California farmers have been coping with major water challenges during the latest drought. We talked with Dave Puglia, executive vice president of Western Growers and a member of the PPIC Water Policy Center advisory council, about these challenges.
Lori Potting, PPIC: What water uncertainties do California farmers face?
DAVE PUGLIA: It varies by region. In some areas, water reliability for the future is paramount. In other places, water quality requirements are more challenging. The San Joaquin Valley is facing long-term restrictions in surface water. Imperial County growers are wondering if their supply from the Colorado River will last.
In areas where water quality is key, the increasing capability to detect contaminants has led to increasing regulations to reduce pesticides, herbicides, and fertilizers. The state’s drive for perfection doesn’t recognize the realities of farming. California is treating nitrogen and nitrates as the equivalent of industrial solvents. Nitrogen is necessary to produce food, and we’re using fertilizers much more sparingly now. Many growers worry that there could one day be a virtual prohibition on the use of nitrogen, which has been used from dawn of agriculture.
Businesses hate uncertainty, and state policies on water quality and supply paint a very uncertain picture. These are multigenerational businesses with most of their assets tied up in land. They’re looking over a 20-year horizon and asking, should we continue to invest in this business in this state? They’ve experienced an immense growth in regulatory burdens in the past two decades—not just in water—and don’t see the trajectory changing. From a balance sheet perspective, it looks very dark.
I think we’ve lost regulatory balance in California. If we looked at how all these regulations work together, we could learn a lot about how these mandates add to the burden of this industry. That would force a conversation on whether we want to maintain the nation’s largest agricultural industry.
Lori Potting, PPIC: What uncertainties does the state’s groundwater law pose for farmers?
DAVE PUGLIA: I think the biggest threat to its successful implementation rests in the fact that many growers fear they’ll lose access to adequate groundwater supplies, which won’t be replaced with surface water.

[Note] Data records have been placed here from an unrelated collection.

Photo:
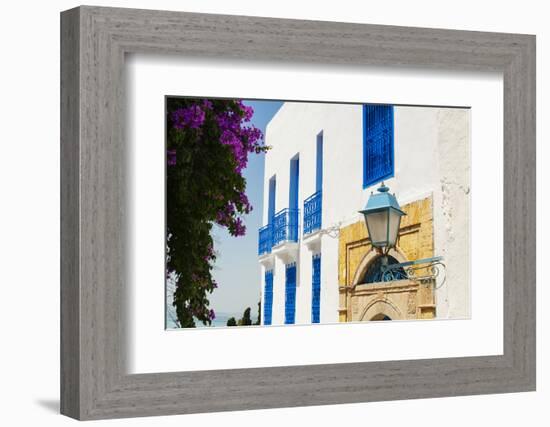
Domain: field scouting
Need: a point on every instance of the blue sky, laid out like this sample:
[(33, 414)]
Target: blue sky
[(237, 270)]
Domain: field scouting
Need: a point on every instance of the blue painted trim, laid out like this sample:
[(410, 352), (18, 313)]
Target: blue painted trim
[(285, 226), (268, 297), (290, 294), (313, 212), (384, 123), (316, 289)]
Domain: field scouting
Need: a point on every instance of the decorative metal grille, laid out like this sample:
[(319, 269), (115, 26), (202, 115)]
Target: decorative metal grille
[(268, 297), (285, 226), (316, 289), (377, 143), (313, 212), (290, 293)]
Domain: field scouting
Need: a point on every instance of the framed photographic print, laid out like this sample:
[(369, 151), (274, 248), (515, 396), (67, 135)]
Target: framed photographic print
[(294, 213)]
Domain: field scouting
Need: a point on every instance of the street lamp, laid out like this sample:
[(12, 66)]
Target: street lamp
[(383, 217)]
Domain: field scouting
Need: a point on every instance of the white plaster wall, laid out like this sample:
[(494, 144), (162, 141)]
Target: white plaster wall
[(426, 163)]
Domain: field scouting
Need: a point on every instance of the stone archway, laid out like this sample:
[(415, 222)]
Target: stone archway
[(396, 300), (380, 307), (410, 299)]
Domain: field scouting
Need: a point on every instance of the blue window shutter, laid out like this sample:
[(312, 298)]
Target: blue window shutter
[(290, 294), (378, 140), (268, 297), (316, 289)]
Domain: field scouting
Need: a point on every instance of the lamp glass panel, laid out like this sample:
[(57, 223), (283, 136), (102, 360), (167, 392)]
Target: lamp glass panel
[(377, 224), (393, 230)]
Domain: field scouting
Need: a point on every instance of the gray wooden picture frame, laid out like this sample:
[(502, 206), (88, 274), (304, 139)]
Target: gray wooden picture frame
[(94, 41)]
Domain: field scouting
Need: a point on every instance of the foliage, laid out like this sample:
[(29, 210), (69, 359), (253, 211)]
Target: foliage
[(208, 142)]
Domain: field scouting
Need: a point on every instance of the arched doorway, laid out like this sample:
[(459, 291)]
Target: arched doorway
[(380, 316)]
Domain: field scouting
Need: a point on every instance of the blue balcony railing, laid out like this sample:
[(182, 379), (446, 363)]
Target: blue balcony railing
[(265, 241), (313, 208), (285, 226)]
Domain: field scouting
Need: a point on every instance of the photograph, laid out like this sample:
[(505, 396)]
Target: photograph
[(296, 213)]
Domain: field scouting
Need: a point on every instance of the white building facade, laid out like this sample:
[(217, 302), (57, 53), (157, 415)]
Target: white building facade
[(325, 161)]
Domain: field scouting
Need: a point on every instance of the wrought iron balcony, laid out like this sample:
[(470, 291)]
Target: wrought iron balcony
[(285, 226), (313, 208), (265, 241)]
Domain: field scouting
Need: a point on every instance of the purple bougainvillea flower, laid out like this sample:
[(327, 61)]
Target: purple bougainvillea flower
[(171, 157)]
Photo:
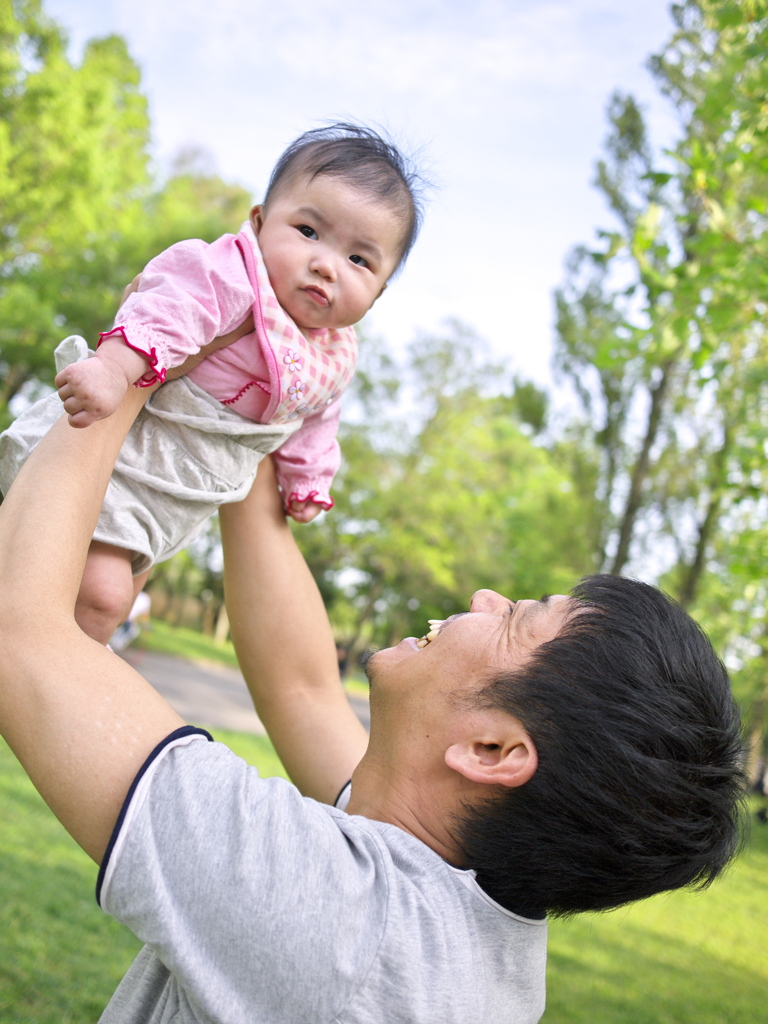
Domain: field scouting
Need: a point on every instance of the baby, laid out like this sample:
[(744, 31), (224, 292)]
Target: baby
[(340, 215)]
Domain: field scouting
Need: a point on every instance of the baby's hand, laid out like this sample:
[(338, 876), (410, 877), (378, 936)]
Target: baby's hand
[(90, 390), (303, 511), (93, 388)]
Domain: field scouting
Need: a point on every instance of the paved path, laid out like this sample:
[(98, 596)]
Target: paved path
[(207, 694)]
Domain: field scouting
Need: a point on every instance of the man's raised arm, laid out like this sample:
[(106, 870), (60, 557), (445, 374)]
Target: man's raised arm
[(285, 645), (77, 717)]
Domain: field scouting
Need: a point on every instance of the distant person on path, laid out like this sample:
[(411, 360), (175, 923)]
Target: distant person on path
[(524, 759), (340, 216)]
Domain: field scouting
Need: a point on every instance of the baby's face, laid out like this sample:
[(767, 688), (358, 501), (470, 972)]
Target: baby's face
[(328, 250)]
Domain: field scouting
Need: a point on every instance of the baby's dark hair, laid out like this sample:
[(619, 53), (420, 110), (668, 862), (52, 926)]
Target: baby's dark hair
[(640, 782), (365, 160)]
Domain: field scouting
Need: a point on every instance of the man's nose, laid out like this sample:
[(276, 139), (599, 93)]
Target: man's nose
[(487, 600), (324, 263)]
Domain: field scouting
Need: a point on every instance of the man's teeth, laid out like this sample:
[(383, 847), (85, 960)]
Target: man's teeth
[(434, 625)]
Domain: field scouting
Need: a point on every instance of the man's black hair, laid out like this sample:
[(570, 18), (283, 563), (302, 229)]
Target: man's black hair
[(365, 160), (640, 782)]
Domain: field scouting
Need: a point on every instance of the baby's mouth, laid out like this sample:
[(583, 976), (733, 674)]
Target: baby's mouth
[(317, 295), (434, 629)]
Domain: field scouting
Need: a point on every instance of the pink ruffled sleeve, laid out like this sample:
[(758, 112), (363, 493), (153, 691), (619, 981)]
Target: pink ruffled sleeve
[(188, 295), (308, 461)]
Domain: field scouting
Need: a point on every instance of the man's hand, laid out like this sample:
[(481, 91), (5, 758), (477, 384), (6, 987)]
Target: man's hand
[(303, 511), (285, 644), (90, 390)]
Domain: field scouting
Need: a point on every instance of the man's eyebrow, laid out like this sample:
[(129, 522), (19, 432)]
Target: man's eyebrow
[(312, 212)]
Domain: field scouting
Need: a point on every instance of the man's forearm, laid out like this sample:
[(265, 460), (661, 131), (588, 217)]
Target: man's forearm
[(80, 721), (285, 644)]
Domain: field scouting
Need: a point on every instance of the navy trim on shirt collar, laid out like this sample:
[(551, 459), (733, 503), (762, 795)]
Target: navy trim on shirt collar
[(185, 730)]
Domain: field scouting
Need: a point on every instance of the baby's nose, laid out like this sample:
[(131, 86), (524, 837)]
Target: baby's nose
[(325, 265), (487, 600)]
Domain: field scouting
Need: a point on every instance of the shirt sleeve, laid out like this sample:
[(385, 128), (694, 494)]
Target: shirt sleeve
[(253, 896), (188, 295), (308, 461)]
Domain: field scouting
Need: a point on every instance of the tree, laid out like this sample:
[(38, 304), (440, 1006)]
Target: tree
[(80, 212), (464, 499)]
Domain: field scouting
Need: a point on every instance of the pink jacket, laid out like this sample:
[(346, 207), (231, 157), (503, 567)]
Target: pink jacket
[(194, 292)]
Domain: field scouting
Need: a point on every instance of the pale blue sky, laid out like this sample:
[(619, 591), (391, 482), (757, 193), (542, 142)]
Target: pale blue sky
[(507, 99)]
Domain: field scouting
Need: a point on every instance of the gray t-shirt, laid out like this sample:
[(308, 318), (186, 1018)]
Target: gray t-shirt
[(261, 906)]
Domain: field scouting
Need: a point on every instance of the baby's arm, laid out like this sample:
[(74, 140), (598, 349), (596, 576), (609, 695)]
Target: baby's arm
[(187, 296), (307, 463)]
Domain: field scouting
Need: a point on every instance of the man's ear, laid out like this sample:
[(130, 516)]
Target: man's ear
[(257, 217), (499, 754)]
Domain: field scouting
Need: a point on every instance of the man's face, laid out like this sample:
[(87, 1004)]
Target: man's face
[(496, 635), (328, 249)]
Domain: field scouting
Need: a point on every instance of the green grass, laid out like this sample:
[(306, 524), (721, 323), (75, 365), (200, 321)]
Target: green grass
[(680, 958), (197, 647)]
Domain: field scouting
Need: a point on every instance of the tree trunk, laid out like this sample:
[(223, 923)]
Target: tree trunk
[(642, 467), (708, 524)]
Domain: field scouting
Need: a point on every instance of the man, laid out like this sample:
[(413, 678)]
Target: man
[(535, 757)]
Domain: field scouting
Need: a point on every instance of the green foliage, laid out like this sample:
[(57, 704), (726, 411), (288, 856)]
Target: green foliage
[(662, 330), (443, 499), (80, 213), (682, 957)]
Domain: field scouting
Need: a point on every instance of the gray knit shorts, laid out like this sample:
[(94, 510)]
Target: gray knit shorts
[(185, 455)]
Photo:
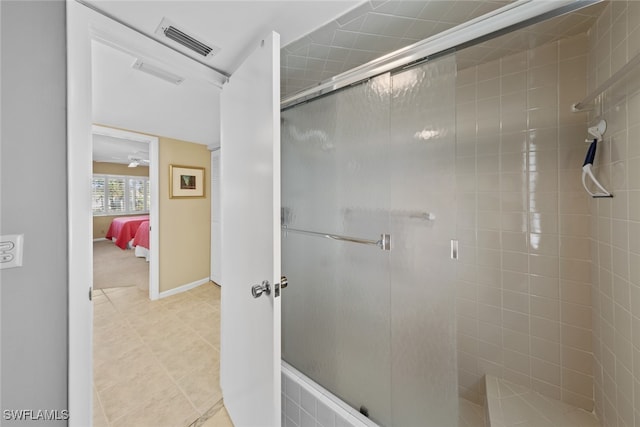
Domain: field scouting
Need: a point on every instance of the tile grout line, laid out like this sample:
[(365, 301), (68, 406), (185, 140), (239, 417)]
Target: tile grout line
[(209, 413)]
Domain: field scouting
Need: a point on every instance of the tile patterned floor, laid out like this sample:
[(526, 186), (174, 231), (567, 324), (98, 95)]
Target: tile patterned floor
[(156, 363)]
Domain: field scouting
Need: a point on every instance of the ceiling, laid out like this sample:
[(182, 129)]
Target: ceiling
[(117, 150), (125, 98), (369, 31), (320, 40)]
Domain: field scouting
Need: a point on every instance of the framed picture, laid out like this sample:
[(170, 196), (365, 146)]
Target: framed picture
[(186, 182)]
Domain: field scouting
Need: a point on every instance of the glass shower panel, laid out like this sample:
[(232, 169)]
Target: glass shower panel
[(423, 335), (336, 311)]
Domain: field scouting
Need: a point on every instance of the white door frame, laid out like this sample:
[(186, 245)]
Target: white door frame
[(154, 211), (216, 224)]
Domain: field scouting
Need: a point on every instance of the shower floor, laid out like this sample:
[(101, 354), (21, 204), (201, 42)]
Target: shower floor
[(513, 405)]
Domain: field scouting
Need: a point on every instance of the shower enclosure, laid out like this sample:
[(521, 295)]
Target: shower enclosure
[(368, 217)]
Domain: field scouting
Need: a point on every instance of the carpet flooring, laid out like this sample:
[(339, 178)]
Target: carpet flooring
[(115, 268)]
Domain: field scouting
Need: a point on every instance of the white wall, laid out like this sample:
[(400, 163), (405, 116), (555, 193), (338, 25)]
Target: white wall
[(33, 201)]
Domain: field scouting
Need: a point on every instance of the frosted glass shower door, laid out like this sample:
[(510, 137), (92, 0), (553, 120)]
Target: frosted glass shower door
[(336, 318), (376, 328), (423, 198)]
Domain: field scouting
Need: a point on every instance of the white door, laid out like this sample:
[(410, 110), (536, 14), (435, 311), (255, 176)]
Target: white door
[(250, 180)]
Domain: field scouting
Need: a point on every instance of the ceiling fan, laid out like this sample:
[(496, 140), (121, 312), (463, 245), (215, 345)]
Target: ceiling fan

In the past 20 years, the San Joaquin Valley has easily lost 2 million acre-feet a year in surface water. The biggest threat is the lack of surface water being delivered to the valley to recharge groundwater basins.
Lori Potting, PPIC: What will it take to bridge the “fish vs. farms” divide?
DAVE PUGLIA: There is a major lack of confidence in the science used by fish agencies to make decisions on water deliveries from the Delta. The state and federal water projects are now functionally controlled by state and federal fish agencies based on the abundance of species, but their modelling seems arbitrary and questionable to many. The fish aren’t recovering, and there’s inadequate attention to other stressors that impact both salmon and smelt. Theoretically, the governor’s tunnels project has potential to break us out of this dynamic and provide adequate water reliability south of the Delta. But there’s uncertainty about it among agencies that would be required to pay for it and opposition from the environmental community. Without some big changes, I don’t see the divide getting better.